When representatives of the Polish Underground State approved the new anchor sign, it became more popular than the tortoise, which was a year older and also appeared on the walls of occupied cities as part of the so-called small sabotage. Its meaning, however, was different. The tortoise urged the Polish population to work slowly to make it more difficult for the Germans to administer the General Government. The anchor was painted on the walls with hardly washable paint, but it also appeared on bus stops and notice boards.
Anna Smoleńska, pseudonym ‘Hanna’, was born in 1920 in Warsaw. During the war she became a scout in the Grey Ranks. She came from a family of professors. She was the daughter of Kazimierz Smoleński, a professor of chemistry at the Warsaw University of Technology.
From the beginning of the German occupation Smolenska was heavily involved in the youth underground. She completed a communications course and took part in the action of the Organization of Small Sabotage “Wawer”. Thanks to her skills, she became a liaison officer in the Current Propaganda Department of the Information and Propaganda Bureau (BIP) of the Main Headquarters of the Union of Armed Struggle – Home Army.

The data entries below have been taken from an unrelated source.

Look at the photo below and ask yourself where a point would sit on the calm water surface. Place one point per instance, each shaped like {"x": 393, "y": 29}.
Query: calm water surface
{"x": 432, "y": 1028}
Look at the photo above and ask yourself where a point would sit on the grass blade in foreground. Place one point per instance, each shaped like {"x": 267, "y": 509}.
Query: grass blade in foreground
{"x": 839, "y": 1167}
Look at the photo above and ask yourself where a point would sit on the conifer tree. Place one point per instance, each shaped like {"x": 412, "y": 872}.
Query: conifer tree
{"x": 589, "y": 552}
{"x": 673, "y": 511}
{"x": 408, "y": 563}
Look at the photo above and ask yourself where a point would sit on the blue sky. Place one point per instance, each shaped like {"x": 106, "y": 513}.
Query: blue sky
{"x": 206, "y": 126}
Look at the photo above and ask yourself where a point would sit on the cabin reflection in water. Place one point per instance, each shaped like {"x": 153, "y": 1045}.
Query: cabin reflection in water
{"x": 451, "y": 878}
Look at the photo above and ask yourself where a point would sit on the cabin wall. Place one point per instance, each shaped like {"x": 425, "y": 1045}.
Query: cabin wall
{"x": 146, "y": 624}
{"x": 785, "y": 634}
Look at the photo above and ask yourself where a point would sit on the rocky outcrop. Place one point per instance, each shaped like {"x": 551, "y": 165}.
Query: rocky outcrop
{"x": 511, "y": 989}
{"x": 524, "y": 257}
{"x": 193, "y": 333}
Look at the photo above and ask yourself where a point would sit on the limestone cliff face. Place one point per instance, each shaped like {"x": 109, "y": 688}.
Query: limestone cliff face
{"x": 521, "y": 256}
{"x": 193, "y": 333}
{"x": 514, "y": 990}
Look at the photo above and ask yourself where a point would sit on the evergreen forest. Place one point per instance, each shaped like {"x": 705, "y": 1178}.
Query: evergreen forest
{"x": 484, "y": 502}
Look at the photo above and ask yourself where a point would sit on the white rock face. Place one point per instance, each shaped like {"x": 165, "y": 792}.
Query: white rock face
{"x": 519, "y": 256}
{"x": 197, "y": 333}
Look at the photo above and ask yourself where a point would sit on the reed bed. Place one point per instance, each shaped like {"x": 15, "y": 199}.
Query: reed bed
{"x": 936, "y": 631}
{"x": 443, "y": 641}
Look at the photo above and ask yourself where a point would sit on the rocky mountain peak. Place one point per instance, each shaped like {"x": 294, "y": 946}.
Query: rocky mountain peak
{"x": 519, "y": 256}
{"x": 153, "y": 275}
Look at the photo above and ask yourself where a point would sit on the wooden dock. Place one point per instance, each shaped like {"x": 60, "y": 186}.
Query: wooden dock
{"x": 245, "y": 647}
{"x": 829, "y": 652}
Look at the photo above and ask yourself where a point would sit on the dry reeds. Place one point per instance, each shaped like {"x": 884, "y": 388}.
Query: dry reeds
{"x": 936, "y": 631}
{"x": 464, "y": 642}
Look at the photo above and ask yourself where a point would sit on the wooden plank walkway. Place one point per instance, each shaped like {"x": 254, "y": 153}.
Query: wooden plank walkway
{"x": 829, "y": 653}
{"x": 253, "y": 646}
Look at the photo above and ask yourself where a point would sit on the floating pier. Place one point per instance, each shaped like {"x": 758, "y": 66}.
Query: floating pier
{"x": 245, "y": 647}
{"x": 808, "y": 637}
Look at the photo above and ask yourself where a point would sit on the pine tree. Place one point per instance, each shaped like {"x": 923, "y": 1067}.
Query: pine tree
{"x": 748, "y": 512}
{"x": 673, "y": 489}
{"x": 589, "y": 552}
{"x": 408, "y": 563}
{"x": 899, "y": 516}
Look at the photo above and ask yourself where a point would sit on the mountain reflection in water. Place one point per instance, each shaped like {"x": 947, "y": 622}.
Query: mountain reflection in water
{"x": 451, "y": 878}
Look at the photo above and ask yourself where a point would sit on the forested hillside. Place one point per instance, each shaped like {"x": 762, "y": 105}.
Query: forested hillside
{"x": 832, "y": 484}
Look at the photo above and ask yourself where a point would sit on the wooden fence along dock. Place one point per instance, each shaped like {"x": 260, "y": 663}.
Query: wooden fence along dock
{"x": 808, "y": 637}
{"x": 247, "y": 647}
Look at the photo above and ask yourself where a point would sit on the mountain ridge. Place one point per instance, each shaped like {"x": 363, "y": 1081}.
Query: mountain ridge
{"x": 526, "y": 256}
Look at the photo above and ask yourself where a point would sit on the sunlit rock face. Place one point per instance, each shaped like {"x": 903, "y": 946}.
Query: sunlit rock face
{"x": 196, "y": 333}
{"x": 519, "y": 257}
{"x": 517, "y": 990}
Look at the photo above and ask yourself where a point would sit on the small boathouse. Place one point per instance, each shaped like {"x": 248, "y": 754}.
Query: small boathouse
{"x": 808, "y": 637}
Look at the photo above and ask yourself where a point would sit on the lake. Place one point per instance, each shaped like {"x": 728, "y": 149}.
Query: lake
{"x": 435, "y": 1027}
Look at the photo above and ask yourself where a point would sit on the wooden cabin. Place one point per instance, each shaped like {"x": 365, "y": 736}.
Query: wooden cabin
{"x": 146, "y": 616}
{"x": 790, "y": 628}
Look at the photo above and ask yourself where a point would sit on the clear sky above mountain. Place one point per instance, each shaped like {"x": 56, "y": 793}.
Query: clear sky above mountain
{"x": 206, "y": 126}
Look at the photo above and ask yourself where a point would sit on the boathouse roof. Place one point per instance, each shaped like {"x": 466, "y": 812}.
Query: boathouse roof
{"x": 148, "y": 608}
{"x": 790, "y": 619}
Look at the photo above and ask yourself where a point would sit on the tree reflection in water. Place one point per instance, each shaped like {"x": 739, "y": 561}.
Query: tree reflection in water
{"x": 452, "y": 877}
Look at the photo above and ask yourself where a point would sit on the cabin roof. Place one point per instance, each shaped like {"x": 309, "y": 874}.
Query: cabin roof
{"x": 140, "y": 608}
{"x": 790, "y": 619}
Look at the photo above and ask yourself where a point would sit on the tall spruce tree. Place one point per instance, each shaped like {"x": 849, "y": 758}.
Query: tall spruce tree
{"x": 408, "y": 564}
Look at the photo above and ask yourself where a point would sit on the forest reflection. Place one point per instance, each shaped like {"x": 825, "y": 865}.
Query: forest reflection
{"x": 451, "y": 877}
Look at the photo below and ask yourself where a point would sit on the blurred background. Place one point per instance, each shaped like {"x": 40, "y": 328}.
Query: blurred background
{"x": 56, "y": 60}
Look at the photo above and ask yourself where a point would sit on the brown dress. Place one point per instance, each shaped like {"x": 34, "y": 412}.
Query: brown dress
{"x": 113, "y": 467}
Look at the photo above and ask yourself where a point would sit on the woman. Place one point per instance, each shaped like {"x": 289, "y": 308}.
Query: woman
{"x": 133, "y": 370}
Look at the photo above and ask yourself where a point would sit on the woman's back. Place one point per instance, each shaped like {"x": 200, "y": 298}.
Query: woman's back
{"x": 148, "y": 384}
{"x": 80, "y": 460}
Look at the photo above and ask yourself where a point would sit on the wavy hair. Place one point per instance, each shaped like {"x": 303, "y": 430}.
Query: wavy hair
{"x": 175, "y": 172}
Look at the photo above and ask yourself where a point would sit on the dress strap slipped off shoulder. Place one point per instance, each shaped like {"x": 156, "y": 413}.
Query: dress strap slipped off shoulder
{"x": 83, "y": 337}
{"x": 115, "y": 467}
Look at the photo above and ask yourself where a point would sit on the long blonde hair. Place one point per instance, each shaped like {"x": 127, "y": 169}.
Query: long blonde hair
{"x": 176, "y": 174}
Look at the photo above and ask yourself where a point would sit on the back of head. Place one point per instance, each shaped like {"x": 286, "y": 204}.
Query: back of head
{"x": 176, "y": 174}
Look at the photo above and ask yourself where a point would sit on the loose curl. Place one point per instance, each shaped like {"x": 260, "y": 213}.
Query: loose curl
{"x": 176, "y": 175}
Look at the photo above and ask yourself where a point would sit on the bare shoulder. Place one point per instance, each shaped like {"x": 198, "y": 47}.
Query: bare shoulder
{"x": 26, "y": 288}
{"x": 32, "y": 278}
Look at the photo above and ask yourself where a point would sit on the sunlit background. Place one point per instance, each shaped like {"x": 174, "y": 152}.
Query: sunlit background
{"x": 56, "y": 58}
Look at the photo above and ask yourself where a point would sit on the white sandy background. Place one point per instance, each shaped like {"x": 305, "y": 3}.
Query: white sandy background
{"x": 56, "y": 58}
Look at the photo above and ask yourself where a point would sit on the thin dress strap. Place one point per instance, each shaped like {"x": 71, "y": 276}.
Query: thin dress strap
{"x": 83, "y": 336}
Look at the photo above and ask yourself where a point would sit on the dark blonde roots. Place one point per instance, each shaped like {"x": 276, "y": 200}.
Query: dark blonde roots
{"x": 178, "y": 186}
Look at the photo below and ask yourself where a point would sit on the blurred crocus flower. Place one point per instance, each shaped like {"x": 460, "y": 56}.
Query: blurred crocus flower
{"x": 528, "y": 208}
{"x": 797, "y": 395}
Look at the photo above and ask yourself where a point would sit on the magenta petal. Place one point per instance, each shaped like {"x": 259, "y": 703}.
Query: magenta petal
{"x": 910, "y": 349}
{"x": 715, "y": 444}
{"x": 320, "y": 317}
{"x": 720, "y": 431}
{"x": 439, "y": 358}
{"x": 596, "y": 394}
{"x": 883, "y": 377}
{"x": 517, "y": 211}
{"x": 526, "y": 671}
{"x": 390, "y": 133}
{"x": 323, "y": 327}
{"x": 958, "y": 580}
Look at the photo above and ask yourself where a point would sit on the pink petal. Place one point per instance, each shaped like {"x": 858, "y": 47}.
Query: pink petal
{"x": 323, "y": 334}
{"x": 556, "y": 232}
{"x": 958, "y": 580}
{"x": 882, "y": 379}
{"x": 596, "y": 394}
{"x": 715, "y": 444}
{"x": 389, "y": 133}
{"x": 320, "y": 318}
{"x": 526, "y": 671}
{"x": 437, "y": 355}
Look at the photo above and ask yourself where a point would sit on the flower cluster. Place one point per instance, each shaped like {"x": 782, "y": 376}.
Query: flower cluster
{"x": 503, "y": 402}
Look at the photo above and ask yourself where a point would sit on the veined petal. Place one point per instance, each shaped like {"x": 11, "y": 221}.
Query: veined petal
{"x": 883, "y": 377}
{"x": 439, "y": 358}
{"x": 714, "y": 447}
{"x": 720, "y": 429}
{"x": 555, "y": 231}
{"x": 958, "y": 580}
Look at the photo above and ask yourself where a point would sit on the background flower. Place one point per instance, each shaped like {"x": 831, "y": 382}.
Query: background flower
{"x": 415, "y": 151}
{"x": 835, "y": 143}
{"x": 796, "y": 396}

She was also a liaison officer for Maria Straszewska – the secretary of the editorial board of the “Information Bulletin”. Unfortunately, after an unsuccessful attempt to arrest the editor-in-chief of that magazine, as a result of a “slip-up”, the Gestapo arrested Smoleńska together with her parents, sister, her brother and his wife on 3 November 1942. After being incarcerated at the Pawiak prison, despite a tough investigation, she did not denounce anyone. She was therefore deported to Auschwitz concentration camp, where she was given the camp number 26008. She died of typhus. Three members of her family also died in the camp. Her father, after a tough investigation, was shot by the Gestapo in the ruins of the Warsaw Ghetto in May 1943.
The only member of the family who survived the war was Anna’s older brother Stanislaw, a Polish Radio employee before and after the war.